L’abolizione di punto in bianco dell’indennità era inaccettabile visto che questo genere di trasferte (per alcuni durate molti mesi, a volte anni) rappresentano un disagio per i lavoratori - costretti a vivere lontano dalle proprie famiglie e dalla propria vita quotidiana - che deve essere contrattualmente ripagato.

Le giustificazioni portate in assemblea dal sindacato per motivare la sua scelta di formare l’accordo non hanno convinto i lavoratori.

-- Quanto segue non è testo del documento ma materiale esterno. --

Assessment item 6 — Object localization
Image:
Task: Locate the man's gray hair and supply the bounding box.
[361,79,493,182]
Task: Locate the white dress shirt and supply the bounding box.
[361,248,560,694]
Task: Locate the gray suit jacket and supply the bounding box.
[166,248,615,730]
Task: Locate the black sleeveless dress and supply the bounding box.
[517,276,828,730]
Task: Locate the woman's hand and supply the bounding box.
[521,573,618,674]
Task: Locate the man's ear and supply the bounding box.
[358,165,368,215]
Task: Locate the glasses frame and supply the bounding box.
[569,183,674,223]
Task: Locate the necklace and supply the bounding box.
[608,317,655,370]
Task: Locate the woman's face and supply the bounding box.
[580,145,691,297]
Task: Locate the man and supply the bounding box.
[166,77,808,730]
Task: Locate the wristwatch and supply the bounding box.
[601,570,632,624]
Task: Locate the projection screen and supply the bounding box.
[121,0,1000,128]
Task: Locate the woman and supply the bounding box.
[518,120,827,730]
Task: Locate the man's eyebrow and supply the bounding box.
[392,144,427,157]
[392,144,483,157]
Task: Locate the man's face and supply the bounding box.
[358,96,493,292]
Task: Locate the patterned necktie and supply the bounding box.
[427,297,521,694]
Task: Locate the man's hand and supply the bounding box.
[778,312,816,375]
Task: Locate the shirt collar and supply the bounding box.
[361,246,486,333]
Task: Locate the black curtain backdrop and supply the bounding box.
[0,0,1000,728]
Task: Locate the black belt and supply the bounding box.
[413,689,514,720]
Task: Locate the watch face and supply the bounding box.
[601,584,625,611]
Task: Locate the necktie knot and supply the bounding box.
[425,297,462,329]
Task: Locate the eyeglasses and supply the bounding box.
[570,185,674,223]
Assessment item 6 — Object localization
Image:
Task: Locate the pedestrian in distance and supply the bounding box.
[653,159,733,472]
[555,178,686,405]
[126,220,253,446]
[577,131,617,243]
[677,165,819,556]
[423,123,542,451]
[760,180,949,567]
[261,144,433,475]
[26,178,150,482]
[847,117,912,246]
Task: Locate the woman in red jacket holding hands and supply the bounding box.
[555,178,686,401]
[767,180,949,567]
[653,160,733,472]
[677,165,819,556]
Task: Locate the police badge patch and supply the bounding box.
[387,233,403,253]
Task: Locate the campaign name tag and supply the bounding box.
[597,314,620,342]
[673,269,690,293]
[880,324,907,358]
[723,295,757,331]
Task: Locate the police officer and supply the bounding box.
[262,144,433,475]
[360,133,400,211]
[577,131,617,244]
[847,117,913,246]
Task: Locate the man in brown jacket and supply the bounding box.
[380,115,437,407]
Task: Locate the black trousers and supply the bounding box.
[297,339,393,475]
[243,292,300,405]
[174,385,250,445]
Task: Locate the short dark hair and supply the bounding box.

Da qui la bocciatura.

Intanto la situazione dal punto di vista delle commesse per le sedi apuane non è cambiata, malgrado alcuni sforzi che si stanno facendo per reperire nuovi clienti.

L’azienda conferma al momento la dismissione dello sviluppo del prodotto Taxi Fashion su cui lavoravano alcune decine di programmatori.

Mentre la attuale cassa integrazione di 13 settimane (febbraio-aprile 2004) sta per terminare si comincia a parlare di un nuovo giro di cassa (a metà aprile è circolata una comunicazione delle RSU della sede centrale di Parma in cui si parla di una richiesta da parte dell’azienda per un prolungamento della Cigo con le stesse caratteristiche di quella attivata a febbraio).

Nel frattempo diverse persone (5-6) hanno rassegnato le dimissioni e sono andate a cercarsi un nuovo lavoro.

Anche questa continua emorragia è un fatto preoccupante. Negli ultimi 2 anni si è perso, infatti, circa (e forse oltre) il 20% di posti di lavoro.

 

Marco, lavoratore DS Data Systems, Marina di Massa

 

PS: L’articolo sulla Data Systems dello scorso numero di Primomaggio è stato fotocopiato ed affisso in bacheca. Su di esso “qualcuno” ha scritto che la questione dei contributi alla Data Systems per avere insediato uno stabilimento nella provincia di Massa-Carrara (zona di crisi in cui si possono prendere contributi dallo Stato) è una balla e che invece l’insediamento è stato realizzato integralmente con capitale privato.

Diciamo che la cosa dei contributi è una voce che gira un po’ dovunque (anche oltre la Data Systems).

Si può indagare ulteriormente e lo faremo.

Però (a parte che i contributi possono essere stati preventivati, se non ancora ricevuti; a parte che è un fatto che la provincia di Massa-Carrara è zona di crisi e nessuna azienda impianta stabilimenti solo perché è magnanima e offre lavoro a chi non lo ha) almeno una cosa si può calcolare, diciamo indicativamente.

Supponiamo che solo 30 persone abbiano seguito 8 ore al giorno per un mese un corso di formazione pagato dalla Provincia  su tecnologie specifiche di una particolare azienda.

Se questa azienda avesse assunto l’onere della formazione (come sarebbe stato obbligatorio visto che molti dei successivi assunti sarebbero stati in Contratto di Formazione Lavoro) avrebbe speso (prendendo come base 800 euro) circa 25.000 euro solo per i salari, per non parlare poi dei contributi.

I lavoratori della Data Systems sanno benissimo che questi sono dati solo indicativi e assolutamente per difetto.

Si tratta quindi di risparmi molto più alti.

Non chiamiamoli contributi, chiamiamoli come ci pare, però non chiamiamoli capitale integralmente privato.